Supernova remnants are known to accelerate cosmic rays on account of their non-thermal emission of radio waves, X-rays, and gamma rays. However, the ability to accelerate cosmic-rays up to PeV-energies has yet to be demonstrated. The presence of cut-offs in the gamma-ray spectra of several young SNRs led to the idea that PeV-energies might only be achieved during the very initial stages of a remnant’s evolution.
We use our time-dependent acceleration code RATPaC to study the acceleration of cosmic rays in dense environments around massive stars where the plenty target material might offer a path to the detection of gamma-rays by current and future experiments.

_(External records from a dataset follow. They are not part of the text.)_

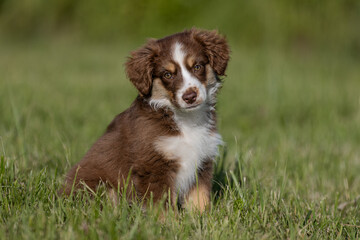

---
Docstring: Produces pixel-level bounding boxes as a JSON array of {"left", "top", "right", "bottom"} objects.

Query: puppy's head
[{"left": 126, "top": 29, "right": 229, "bottom": 111}]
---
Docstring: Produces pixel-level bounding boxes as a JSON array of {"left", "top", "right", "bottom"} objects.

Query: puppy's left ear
[
  {"left": 126, "top": 39, "right": 158, "bottom": 97},
  {"left": 191, "top": 28, "right": 230, "bottom": 76}
]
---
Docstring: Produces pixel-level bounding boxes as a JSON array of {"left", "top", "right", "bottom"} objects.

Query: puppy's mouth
[{"left": 182, "top": 102, "right": 203, "bottom": 111}]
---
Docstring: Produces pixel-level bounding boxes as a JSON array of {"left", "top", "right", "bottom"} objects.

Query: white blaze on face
[{"left": 173, "top": 42, "right": 206, "bottom": 108}]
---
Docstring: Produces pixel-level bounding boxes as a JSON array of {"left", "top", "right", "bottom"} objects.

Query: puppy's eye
[
  {"left": 163, "top": 72, "right": 172, "bottom": 79},
  {"left": 194, "top": 64, "right": 202, "bottom": 71}
]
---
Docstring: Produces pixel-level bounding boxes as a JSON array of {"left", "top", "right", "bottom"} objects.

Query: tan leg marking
[{"left": 185, "top": 184, "right": 210, "bottom": 212}]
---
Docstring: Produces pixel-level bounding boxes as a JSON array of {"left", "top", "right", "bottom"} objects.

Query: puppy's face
[{"left": 127, "top": 29, "right": 229, "bottom": 111}]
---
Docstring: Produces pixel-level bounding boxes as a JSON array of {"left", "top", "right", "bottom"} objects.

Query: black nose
[{"left": 182, "top": 90, "right": 197, "bottom": 104}]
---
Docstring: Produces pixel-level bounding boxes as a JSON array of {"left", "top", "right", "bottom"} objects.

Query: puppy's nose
[{"left": 182, "top": 90, "right": 197, "bottom": 104}]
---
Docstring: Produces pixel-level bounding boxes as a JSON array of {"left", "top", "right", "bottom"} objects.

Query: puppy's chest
[{"left": 155, "top": 124, "right": 222, "bottom": 195}]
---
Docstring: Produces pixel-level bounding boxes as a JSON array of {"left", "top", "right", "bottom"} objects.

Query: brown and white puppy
[{"left": 63, "top": 29, "right": 229, "bottom": 211}]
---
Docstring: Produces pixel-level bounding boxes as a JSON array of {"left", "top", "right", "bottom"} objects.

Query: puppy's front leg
[{"left": 184, "top": 160, "right": 213, "bottom": 212}]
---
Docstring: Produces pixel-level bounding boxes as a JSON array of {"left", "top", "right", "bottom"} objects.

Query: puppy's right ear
[{"left": 126, "top": 39, "right": 159, "bottom": 97}]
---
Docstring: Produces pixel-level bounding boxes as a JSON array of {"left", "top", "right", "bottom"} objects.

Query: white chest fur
[{"left": 155, "top": 109, "right": 222, "bottom": 197}]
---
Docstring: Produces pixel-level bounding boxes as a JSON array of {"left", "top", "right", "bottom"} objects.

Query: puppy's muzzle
[{"left": 182, "top": 89, "right": 197, "bottom": 104}]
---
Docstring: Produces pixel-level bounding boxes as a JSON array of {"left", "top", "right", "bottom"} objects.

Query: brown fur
[{"left": 61, "top": 29, "right": 229, "bottom": 210}]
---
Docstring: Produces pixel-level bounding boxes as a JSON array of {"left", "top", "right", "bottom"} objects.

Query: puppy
[{"left": 62, "top": 29, "right": 229, "bottom": 211}]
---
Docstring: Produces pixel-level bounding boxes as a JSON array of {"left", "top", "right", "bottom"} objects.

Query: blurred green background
[
  {"left": 0, "top": 0, "right": 360, "bottom": 53},
  {"left": 0, "top": 0, "right": 360, "bottom": 239}
]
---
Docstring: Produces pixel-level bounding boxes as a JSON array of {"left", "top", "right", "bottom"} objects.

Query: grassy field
[{"left": 0, "top": 41, "right": 360, "bottom": 239}]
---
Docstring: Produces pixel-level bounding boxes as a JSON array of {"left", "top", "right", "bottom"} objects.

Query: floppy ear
[
  {"left": 126, "top": 39, "right": 157, "bottom": 96},
  {"left": 191, "top": 28, "right": 230, "bottom": 76}
]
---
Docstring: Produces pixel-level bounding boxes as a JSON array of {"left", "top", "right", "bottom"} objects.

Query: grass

We performed spherically symmetric 1-D simulations in which we simultaneously solve the transport equations for cosmic rays, magnetic turbulence, and the hydrodynamical flow of the thermal plasma in the test-particle limit. We investigated typical CSM-parameters expected around RSG and LBV-stars expected for free-expanding winds as well as structured ambient media due to photoionization-confined shells or episodes of enhanced mass-loss prior to the SN-explosion.
We show that potentially detectable gamma-ray signals can be expected in the Fermi-Lat band weeks to months after the explosion for free expanding wind-zones. Likewise does the interaction with dense shells enhance the gamma-ray luminosity which is accompanied by a re-brightening in thermal X-rays that might be used as trigger for dedicated gamma-ray observations. The maximum achievable might be limited due to the strong magnetic fields close to the progenitor star that enhances turbulence-damping due to cascading.